Так оно и получилось. Весной 1964-го года после длительных колебаний в тогда еще интернациональном городе Берлине состоялась встреча на высшем уровне (Берлин, между прочим, стал впоследствии новой столицей мира). Президент, премьер-министр и неугомонный генеральный секретарь Коммунистической партии Советского Союза прочитали длиннющие речи, полные туманных выражений и абстрактных понятий типа «справедливость», «свобода», «правда», «развитие» и «равенство» — в общем, выполнили обязательную политическую программу от А до Я. Но кончив работать на публику, они в конце концов занялись делом и честно посмотрели в лицо фактам.
А факты были таковы: атомное оружие не просто устарело, как оружие оно вызывало смех — кроме как для совершения самоубийства (но зачем так сложно? можно же просто нажать на кнопку!) оно ни на что не годилось. И когда главы государств это поняли, наступил исторический момент — началась первая подлинная конференция по разоружению.
К осени 1964-го года русские инспектора обследовали английские и американские военные базы, бдительно контролируя уничтожение боевых ракет и ядерных боеголовок. Тем временем английские и американские инспектора занимались тем же самым на военных базах России и стран социалистического содружества. Все в мире дышало радостью. Правительства деловито обменивались военными тайнами, от души потешаясь над тем, как долго они транжирили большую часть своих ресурсов и производственных мощностей в безуспешной попытке напугать друг друга.
Но в то время, когда все кругом радовались, я и мои коллеги предавались унынию. Мы уже догадывались, что сулит нам день грядущий.
И точно. В январе 1965-го года какой-то идиот-политик предложил, чтобы Абсолютное Оружие впредь обслуживалось совместно специалистами трех «Абсолютных» держав. Да, говорил он, существование Абсолютного Оружия необходимо ради сохранения мира, но так, дескать, будет безопаснее… Суть его предложения сводилась к следующему: для каждого устройства назначаются три старших офицера — английский, русский и американский.

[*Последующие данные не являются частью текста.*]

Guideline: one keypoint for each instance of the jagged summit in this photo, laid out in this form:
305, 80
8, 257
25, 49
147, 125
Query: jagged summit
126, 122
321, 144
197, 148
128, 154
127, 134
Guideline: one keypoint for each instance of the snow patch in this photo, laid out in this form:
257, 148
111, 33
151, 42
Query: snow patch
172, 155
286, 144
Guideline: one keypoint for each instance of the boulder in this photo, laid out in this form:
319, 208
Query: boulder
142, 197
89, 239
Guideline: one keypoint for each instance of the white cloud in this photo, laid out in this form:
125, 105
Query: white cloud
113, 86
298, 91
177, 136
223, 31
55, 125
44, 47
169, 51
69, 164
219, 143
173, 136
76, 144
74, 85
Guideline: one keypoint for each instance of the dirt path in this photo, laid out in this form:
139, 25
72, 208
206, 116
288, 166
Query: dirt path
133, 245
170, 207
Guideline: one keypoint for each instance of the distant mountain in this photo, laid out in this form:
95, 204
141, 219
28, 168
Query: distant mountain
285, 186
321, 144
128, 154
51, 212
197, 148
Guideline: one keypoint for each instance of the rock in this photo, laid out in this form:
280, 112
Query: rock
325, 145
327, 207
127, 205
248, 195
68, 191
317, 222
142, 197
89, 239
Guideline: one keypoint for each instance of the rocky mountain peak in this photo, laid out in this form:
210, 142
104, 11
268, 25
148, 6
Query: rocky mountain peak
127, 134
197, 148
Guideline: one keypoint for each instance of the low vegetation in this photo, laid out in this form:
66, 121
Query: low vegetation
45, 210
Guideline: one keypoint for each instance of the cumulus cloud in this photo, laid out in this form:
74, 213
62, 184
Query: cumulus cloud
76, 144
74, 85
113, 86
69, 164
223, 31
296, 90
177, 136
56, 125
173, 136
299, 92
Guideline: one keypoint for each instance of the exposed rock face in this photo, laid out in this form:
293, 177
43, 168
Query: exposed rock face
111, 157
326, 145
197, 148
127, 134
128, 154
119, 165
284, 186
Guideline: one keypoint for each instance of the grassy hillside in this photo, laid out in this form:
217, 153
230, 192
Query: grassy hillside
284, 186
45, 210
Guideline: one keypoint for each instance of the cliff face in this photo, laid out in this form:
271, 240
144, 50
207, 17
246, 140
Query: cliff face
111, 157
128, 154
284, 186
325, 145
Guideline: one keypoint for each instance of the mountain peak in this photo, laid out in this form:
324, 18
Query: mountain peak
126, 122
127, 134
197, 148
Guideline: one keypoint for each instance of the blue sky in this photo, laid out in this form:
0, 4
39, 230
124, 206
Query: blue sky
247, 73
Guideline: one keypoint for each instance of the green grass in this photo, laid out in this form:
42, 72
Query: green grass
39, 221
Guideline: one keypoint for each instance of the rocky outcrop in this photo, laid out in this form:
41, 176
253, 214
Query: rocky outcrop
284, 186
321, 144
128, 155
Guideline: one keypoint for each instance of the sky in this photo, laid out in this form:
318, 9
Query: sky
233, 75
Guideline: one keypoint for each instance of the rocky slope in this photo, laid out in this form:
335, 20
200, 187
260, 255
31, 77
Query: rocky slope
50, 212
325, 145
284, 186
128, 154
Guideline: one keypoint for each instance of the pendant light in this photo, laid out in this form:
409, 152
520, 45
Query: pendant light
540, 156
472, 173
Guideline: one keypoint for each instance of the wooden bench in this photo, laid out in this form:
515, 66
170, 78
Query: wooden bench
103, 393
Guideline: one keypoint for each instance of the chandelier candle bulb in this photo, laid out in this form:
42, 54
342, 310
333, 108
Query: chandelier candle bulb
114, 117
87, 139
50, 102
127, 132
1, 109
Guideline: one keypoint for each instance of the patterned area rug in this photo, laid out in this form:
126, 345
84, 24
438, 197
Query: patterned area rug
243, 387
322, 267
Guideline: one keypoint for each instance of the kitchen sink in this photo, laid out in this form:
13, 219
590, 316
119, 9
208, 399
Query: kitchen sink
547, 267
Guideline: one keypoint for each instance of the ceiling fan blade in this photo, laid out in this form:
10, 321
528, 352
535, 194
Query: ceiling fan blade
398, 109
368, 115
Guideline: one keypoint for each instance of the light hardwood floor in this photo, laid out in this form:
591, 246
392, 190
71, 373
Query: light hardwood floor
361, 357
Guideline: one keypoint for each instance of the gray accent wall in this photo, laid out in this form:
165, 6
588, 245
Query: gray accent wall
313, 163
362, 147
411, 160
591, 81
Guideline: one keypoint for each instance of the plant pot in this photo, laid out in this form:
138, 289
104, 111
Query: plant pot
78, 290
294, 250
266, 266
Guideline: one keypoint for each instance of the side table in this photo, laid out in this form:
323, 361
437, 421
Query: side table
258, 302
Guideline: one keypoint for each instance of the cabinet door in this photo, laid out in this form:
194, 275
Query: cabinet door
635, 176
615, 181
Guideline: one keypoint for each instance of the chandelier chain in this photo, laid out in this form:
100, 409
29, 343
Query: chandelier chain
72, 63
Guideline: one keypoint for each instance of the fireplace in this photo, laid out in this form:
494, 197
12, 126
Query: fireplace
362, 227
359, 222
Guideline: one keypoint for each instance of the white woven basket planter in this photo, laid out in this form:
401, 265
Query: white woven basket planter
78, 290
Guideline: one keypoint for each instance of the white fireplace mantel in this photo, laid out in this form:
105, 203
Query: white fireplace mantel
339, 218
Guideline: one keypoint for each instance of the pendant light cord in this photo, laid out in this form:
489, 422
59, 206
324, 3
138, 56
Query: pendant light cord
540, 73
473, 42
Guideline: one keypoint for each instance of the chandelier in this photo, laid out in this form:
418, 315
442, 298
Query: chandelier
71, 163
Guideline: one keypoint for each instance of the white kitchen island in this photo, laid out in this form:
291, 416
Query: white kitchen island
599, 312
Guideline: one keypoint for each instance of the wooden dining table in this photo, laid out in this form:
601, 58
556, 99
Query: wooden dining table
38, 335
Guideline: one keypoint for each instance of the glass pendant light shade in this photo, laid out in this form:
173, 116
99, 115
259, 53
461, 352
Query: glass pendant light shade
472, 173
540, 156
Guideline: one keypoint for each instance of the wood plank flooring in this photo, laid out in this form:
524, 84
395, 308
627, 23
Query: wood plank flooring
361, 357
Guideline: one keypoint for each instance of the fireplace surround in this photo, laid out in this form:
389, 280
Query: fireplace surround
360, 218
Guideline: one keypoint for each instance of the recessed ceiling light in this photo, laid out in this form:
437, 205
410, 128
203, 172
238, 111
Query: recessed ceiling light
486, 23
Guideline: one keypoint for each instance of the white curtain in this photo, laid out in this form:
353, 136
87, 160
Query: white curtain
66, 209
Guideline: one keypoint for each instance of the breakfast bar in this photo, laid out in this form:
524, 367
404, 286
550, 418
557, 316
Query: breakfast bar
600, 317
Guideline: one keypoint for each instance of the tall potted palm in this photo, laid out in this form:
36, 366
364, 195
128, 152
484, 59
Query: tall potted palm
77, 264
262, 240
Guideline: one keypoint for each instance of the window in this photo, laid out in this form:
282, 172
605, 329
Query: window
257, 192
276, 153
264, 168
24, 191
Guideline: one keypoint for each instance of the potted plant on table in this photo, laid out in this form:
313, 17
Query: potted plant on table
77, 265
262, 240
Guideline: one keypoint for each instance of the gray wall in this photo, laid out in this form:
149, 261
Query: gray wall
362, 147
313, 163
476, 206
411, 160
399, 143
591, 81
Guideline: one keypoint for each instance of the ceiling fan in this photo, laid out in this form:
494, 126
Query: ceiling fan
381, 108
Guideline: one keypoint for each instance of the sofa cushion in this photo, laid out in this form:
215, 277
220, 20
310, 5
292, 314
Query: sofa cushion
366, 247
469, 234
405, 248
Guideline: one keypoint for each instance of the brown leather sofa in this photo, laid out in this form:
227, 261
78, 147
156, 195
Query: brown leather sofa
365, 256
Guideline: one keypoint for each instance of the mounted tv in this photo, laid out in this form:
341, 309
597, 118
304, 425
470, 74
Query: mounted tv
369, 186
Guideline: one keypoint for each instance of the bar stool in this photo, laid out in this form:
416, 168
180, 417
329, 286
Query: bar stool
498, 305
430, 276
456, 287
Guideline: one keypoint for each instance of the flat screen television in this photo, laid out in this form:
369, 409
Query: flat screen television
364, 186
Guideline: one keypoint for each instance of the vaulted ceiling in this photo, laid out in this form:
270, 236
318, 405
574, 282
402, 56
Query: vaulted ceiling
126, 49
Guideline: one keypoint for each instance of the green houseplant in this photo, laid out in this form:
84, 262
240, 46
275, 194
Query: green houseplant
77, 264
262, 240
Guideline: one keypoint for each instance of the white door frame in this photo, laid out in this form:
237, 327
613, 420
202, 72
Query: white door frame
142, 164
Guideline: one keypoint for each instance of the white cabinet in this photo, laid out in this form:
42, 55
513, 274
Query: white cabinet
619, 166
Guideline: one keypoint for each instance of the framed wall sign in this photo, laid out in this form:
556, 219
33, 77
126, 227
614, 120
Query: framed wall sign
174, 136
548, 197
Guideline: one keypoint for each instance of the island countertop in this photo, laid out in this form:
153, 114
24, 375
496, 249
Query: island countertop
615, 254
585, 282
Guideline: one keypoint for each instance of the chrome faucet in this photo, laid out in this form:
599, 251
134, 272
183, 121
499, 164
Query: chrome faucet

Все будет устроено таким образом, чтобы включить Оружие можно было, только использовав три различных, хранящихся у этих офицеров ключа. В общем, пока три ключа не вставлены в соответствующие замки, устройство не сработает.
После непродолжительных дебатов это дурацкое предложение было принято. И тут, разумеется, назрела необходимость проведения встречи ученых трех стран — разработчиков Абсолютного Оружия. А это, в свою очередь, должно было привести к некоторым, ничуть меня не радовавшим, научным разоблачениям.
Но как я ни сопротивлялся, к середине февраля я оказался в Женеве лицом к лицу с товарищем профессором Федором Норовым, ученым, возглавлявшим русскую группу, работавшую над Абсолютным Оружием, и доктором Джорджем С. Винкелем — директором обеих американских установок.
К счастью, Норов отлично, пусть и не ортодоксально, говорил по-английски. Однако, хотя Норов и Винкель были очень любезны друг с другом, (на мой взгляд, даже слишком любезны) обстановка на конференции была напряженной, и я бы даже сказал, мрачной и какой-то унылой.
Через полчаса ничего не значащих разговоров мы ни на йоту не приблизились к вопросу контроля над Абсолютным Оружием. У меня даже начало складываться впечатление, что каждый из нас из кожи вон лез, только бы обойти стороной эту проклятую тему. Кроме того, мне показалось, что мы все время украдкой поглядываем друг на друга, словно играя в кошки-мышки. Мне, честно говоря, становилось не по себе.
— Ничего не получается, товарищи, — наконец заявил Норов, пожимая плечами. — Нам надо растопить лед взаимного недоверия.
С этими словами он поднял телефонную трубку и заказал бутылку водки.
— Для меня, — сказал Винкель, — пусть пришлют виски. Шотландское.
— Я тоже предпочитаю виски, — произнес я. — Ирландское.
Норов тут же заказал по бутылке каждому.
Где-то к исходу третьей бутылки (мы пили стакан за стаканом, одновременно осушая их до дна) я набрался храбрости исподволь начать свое признание.
— Все это Абсолютное Оружие, которое подарило нам мир, — осторожно начал я, — меня, честно говоря, здорово пугает. Оно воплощает в себе всю абсурдность человеческой логики. В этом кроется какой-то подвох.
— Никакого подвоха, — запротестовал Норов. — Но, по правде сказать, меня оно тоже пугает. А вдруг произойдет авария?
— Осторожно, господа, — рассмеялся Винкель и тут же, посерьезнев, сухо добавил: — Авария у меня может оказаться вашей катастрофой.